Les joies du sacrifice sont les plus fécondes et les plus pures, si elles sont les plus austères. Seules, les âmes fières et délicates en connaissent les voluptés ; comme autrefois la lance sacrée de Minerve qui guérissait les blessures ouvertes par son fer divin, elles cicatrisent les plaies qui saignent au fond du cœur. Marthe, reposée, commençait à croire qu’il n’y a qu’un vrai bonheur dans la vie, c’est d’assurer le bonheur de ceux qu’on aime. Cependant son secret devait un jour lui échapper. M. de Savines ne quittait presque plus La Grisolle depuis ses fiançailles avec Marie. Les bans de leur prochain mariage étaient publiés, et la présence de M. Pêchereau, guéri de ses rhumatismes, lui permettait de rester auprès des deux sœurs. Un matin, au moment de mettre pied à terre, le cheval qu’il montait fit un écart prodigieux, et, manquant des quatre fers à la fois, s’abattit sur l’herbe avant qu’Olivier eût pu sauter de selle. Marthe était sur la porte de La Grisolle : elle poussa un cri et s’élança vers le cavalier d’un seul bond ; mais la chute avait été plus rapide que terrible. L’homme et le cheval étaient debout avant même qu’elle eût fait trois pas. Elle saisit M. de Savines par le bras et l’enveloppa d’un tel regard que la lumière apparut aux yeux d’Olivier. — Ah ! dit-il à demi-voix, vous m’avez trompé !
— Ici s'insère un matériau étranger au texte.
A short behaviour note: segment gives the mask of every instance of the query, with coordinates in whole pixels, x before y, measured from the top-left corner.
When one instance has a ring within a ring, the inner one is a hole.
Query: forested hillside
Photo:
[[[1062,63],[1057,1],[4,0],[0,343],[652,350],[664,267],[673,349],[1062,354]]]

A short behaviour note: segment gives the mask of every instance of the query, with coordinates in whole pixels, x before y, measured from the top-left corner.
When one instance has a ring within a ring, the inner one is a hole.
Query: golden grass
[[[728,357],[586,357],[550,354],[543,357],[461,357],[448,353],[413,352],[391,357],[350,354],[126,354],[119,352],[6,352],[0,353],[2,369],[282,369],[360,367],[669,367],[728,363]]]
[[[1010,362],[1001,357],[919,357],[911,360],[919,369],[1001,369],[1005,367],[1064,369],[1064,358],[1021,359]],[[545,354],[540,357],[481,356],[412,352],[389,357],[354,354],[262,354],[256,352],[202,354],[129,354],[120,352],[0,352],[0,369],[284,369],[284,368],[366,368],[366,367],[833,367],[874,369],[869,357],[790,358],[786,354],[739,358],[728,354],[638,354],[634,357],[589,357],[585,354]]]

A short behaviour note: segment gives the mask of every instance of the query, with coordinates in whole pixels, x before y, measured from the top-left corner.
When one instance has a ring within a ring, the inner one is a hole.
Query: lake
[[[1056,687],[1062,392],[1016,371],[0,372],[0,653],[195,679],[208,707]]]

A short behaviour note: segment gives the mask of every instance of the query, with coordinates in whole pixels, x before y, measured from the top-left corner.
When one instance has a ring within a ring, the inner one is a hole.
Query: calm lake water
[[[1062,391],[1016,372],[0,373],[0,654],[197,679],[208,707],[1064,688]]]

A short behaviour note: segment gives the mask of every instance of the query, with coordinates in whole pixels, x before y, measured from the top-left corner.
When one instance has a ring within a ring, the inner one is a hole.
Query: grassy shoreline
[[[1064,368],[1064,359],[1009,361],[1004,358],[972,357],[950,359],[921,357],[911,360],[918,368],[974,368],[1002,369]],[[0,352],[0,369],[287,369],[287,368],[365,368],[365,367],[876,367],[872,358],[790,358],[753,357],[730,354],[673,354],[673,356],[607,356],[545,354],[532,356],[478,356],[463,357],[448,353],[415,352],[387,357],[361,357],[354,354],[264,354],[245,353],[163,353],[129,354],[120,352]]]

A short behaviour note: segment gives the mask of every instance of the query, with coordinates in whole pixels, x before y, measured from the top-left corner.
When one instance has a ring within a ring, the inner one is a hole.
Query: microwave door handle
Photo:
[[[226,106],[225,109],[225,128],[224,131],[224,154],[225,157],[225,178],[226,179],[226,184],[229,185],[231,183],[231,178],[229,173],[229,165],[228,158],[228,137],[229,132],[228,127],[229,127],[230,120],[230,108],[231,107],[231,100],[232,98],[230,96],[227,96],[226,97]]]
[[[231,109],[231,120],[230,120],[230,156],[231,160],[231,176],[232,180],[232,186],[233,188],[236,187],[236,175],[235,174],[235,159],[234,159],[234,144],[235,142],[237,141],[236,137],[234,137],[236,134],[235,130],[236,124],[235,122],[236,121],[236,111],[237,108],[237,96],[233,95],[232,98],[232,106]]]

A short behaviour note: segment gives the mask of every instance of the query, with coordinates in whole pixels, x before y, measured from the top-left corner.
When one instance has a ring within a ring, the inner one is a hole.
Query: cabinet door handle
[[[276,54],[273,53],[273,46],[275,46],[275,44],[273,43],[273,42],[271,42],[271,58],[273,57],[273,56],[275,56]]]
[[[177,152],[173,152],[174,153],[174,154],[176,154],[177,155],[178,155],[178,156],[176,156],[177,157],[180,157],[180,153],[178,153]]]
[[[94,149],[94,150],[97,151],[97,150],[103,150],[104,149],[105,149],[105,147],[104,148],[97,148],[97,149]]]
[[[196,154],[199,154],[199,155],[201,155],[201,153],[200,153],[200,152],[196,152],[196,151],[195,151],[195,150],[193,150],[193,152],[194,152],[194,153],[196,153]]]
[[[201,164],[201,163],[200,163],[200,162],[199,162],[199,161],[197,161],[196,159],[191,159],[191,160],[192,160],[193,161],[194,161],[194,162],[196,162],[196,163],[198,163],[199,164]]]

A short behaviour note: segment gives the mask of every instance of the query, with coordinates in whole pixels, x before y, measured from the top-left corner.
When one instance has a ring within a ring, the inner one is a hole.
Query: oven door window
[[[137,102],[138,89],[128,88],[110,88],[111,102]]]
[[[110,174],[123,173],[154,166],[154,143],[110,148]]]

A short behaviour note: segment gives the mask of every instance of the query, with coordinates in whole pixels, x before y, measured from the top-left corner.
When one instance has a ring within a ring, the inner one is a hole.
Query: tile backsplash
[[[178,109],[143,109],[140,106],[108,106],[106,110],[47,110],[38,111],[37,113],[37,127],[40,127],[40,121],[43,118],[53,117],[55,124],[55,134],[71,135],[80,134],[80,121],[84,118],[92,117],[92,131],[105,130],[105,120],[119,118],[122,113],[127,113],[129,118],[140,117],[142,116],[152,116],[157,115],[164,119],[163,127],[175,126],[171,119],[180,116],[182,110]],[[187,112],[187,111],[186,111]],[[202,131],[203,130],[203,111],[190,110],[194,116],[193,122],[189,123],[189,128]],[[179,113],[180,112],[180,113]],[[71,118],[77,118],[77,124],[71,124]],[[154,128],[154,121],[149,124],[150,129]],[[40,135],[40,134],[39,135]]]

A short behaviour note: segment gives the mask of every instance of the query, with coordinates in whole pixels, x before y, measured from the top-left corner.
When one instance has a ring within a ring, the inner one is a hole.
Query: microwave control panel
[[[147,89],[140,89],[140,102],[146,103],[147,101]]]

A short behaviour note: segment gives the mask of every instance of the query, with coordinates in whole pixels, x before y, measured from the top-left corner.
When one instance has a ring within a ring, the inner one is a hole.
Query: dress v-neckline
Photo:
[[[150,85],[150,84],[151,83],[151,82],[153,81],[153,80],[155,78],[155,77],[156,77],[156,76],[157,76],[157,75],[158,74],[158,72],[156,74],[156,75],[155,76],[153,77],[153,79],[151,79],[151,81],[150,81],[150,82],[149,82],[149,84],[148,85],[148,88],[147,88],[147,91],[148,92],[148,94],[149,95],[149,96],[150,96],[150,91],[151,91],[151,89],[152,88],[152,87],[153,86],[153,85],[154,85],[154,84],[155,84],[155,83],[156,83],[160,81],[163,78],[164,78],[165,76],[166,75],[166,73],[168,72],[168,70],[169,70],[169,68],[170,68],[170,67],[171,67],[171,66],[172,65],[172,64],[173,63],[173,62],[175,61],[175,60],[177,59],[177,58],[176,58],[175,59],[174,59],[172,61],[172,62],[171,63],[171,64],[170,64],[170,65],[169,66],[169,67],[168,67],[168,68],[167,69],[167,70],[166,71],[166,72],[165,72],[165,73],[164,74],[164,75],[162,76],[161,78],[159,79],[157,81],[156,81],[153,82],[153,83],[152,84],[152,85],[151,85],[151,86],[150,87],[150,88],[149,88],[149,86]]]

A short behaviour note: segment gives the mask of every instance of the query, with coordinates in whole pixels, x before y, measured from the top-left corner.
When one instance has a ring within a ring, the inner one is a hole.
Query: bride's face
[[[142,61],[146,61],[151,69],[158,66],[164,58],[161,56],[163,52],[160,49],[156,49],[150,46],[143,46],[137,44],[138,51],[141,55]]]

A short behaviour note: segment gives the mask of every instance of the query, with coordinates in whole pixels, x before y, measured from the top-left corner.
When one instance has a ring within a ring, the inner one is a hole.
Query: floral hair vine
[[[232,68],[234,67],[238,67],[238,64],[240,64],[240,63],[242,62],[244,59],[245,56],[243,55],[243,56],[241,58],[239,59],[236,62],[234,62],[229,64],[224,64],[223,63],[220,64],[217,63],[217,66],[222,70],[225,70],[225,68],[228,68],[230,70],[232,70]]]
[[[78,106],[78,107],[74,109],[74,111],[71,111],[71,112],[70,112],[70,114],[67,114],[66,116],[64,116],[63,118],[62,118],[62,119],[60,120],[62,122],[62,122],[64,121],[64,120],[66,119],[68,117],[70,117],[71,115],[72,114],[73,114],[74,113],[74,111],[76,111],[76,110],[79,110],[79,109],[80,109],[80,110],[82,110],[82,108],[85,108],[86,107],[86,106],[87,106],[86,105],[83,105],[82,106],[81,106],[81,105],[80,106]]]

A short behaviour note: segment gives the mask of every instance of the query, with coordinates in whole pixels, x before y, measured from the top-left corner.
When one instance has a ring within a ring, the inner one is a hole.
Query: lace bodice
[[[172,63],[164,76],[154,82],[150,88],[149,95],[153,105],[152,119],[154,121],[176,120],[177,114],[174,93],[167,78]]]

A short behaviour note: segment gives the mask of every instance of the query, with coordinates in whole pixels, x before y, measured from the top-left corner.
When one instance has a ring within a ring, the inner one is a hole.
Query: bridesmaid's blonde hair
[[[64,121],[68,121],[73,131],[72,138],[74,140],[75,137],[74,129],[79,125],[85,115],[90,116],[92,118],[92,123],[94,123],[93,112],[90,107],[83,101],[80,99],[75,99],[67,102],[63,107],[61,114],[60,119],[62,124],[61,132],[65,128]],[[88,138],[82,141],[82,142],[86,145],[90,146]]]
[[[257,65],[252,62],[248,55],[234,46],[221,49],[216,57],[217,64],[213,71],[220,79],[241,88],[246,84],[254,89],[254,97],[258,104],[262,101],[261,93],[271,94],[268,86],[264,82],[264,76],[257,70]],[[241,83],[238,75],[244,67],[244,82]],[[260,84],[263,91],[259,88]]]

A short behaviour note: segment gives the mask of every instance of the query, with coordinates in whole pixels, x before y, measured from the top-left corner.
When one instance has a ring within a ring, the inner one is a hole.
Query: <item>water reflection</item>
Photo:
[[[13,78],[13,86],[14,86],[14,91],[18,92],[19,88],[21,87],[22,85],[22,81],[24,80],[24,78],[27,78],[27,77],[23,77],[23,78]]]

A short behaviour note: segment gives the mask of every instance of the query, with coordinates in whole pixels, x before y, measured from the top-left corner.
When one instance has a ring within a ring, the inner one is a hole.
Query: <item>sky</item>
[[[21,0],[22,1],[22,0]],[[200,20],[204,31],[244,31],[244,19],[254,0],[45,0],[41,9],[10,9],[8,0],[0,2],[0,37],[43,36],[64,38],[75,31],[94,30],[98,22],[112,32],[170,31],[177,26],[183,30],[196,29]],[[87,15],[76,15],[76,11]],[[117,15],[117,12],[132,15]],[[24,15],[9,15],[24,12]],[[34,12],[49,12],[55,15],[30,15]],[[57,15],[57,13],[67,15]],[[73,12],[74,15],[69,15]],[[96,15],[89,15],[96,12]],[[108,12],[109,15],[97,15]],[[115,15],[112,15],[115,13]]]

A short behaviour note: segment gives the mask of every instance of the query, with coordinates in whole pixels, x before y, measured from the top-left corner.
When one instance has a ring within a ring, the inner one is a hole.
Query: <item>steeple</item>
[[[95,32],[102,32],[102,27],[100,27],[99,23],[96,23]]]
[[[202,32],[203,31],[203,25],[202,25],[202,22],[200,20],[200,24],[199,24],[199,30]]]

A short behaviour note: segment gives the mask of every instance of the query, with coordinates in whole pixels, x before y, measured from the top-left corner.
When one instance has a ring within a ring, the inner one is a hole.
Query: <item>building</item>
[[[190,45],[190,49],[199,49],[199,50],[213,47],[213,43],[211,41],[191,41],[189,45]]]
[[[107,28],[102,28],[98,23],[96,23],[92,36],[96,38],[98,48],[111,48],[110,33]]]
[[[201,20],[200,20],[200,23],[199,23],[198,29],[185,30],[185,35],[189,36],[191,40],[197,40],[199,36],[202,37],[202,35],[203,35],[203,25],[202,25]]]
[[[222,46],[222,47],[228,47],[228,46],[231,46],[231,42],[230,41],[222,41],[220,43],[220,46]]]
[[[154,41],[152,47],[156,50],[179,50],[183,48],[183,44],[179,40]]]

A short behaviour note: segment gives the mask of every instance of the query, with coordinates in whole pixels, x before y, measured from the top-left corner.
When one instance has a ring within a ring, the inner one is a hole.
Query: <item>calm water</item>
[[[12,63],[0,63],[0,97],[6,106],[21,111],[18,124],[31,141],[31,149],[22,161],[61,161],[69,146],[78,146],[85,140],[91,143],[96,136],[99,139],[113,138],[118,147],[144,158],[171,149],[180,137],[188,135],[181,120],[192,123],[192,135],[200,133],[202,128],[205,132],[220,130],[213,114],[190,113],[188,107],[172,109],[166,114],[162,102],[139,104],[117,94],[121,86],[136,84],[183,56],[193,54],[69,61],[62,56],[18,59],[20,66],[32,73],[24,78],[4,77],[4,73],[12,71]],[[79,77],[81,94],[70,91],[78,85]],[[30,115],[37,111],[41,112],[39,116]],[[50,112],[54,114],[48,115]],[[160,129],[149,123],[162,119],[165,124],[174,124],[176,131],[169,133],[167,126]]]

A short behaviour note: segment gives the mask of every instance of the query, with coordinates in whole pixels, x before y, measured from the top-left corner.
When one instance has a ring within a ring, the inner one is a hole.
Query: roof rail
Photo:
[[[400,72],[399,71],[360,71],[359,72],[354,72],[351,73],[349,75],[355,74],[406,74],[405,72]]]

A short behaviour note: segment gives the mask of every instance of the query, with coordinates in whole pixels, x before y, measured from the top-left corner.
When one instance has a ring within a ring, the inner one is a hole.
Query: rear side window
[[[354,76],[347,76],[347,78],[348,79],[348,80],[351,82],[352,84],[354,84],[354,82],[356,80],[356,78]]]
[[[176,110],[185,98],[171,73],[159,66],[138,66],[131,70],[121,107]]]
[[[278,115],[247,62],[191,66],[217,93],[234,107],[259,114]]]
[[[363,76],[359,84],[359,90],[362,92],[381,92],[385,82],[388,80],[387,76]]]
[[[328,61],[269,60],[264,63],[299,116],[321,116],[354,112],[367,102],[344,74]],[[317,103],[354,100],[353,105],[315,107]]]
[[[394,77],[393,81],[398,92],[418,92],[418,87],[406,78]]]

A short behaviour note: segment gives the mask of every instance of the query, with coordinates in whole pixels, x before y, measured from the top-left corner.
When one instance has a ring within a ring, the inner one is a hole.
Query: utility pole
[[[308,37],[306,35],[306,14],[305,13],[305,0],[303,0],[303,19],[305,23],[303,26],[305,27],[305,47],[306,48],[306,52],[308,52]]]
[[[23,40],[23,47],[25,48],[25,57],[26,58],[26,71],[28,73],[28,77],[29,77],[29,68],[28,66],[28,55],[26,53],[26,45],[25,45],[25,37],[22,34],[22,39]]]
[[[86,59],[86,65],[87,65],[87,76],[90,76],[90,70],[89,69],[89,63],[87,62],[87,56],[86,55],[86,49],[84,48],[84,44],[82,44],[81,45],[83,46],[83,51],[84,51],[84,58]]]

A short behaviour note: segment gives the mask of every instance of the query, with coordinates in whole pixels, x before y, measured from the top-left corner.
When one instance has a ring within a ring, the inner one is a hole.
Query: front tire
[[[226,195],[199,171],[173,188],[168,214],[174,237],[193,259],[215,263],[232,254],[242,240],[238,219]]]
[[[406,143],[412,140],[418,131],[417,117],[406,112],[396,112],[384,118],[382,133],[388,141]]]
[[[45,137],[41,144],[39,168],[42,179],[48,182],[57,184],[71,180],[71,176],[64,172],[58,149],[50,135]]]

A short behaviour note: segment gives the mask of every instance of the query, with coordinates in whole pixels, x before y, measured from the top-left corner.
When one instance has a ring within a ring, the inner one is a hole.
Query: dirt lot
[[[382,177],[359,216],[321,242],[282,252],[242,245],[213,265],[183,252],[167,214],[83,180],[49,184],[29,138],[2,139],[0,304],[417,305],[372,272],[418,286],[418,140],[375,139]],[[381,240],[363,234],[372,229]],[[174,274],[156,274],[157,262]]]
Mlle de Neulise, qui était toute blanche, sentit le feu lui monter au visage. En ce moment, Marie sortait de la maison ; elle avait vu l’accident et se soutenait à peine. L’angoisse était dans ses yeux, le désespoir sur ses traits. — Regardez-la ! murmura Marthe ; ai-je eu tort ? — M. de Savines courut vers Marie et la prit dans ses bras.